Perhaps the authorities thought they could play loose with the law because they were dealing with "kids." But college journalists are no different than professionals under the law, and those in law enforcement better bone up on that. Not only that, but most of the time the police cannot force a journalist to turn informant.
And yet, a dozen police showed up in the newsroom a few days later with a search warrant, demanding the photos and threatening to confiscate computers and cameras.
In a tough spot with no legal help, Editor-In-Chief Katie Thisdell complied. But first, the junior tried to stop the police by citing the Privacy Protection Act, which should have protected her newsroom from unlawful search and seizure. Under the Privacy Protection Act of 1980, police cannot seize news materials for use in solving a crime if journalists were just observers. Police are required to have a subpoena, which requires a more rigorous process than a search warrant.
Still, the police walked away with 1,000 photos, which they finally surrendered to a neutral party two days later, after The Breeze got legal counsel.
The Privacy Protection Act itself evolved out of a similar situation. In 1971, police got a warrant and searched the student-run Stanford Daily the day after it ran photographs of a riot. The paper charged that its rights protecting freedom of the press and against unlawful search and seizure had been violated. The Supreme Court did not agree. So Congress took matters into its own hands and passed the act so journalists could gather news without fear of government interference.
But apparently the Rockingham County Commonwealth's attorney didn't agree with Congress.
Perhaps attorney Marsha Garst thought she could get away with warped warrants because, unlike Montana, Virginia is one of the few states without a law shielding journalists from having to reveal confidential information when subpoenaed. However, a precedent of protection has persevered in Virginia court rulings.
Shield law or no, reporters still have to be served a subpoena in the first place. That's what Garst didn't get. But she'll learn she overstepped her authority when she is slapped with a fine for violating the Privacy Protection Act.
Guess who's now supporting Garst because he supports "any legal means to gather information?"
Virginia Attorney Gen. Ken Cuccinelli. The same man who joined the group of attorneys general suing the government over the health care bill, who is urging state colleges to remove policies banning discrimination based on sexual orientation, and who originally supported claims that Obama was ineligible for the presidency, although he now denies it. This is not a man who recognizes reality, let alone what's legal.

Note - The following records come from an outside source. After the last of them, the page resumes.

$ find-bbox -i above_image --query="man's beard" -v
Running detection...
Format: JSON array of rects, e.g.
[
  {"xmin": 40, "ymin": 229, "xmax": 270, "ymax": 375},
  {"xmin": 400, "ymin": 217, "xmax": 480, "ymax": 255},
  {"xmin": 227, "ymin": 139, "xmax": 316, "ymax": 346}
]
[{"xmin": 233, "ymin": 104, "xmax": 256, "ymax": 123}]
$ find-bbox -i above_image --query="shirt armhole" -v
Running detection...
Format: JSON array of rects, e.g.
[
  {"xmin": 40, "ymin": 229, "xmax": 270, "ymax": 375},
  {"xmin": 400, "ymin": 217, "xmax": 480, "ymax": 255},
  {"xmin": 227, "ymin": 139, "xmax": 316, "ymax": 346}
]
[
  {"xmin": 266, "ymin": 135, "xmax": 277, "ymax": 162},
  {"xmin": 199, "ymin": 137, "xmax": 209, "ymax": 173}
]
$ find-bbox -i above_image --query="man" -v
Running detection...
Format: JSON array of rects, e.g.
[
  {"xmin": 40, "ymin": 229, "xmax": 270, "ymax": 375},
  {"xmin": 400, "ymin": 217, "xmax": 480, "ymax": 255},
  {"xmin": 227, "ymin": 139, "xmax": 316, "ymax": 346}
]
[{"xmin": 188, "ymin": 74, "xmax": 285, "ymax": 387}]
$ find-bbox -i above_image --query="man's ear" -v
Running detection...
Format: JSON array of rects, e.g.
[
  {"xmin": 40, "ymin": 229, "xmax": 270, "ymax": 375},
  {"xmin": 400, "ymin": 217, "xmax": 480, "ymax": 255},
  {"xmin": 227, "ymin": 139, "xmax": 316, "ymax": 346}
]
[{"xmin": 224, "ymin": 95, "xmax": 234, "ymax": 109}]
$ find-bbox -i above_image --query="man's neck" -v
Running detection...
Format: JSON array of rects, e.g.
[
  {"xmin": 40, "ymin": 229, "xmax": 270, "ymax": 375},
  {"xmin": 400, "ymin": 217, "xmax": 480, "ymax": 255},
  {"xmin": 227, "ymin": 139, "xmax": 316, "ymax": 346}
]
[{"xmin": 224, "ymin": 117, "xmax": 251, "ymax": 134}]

To the old saying, "Rules are made to be broken," Garst and Cuccinelli might add, "Especially if you don't agree with them." Like many of a conservative bent, they would rather push unrestrained free enterprise than a free press. Some challenge laws they disagree with by breaking them, then appealing them in the courts. And as long as the news industry is struggling, they appear to think now is the time to strike at its protections, starting with the little guys.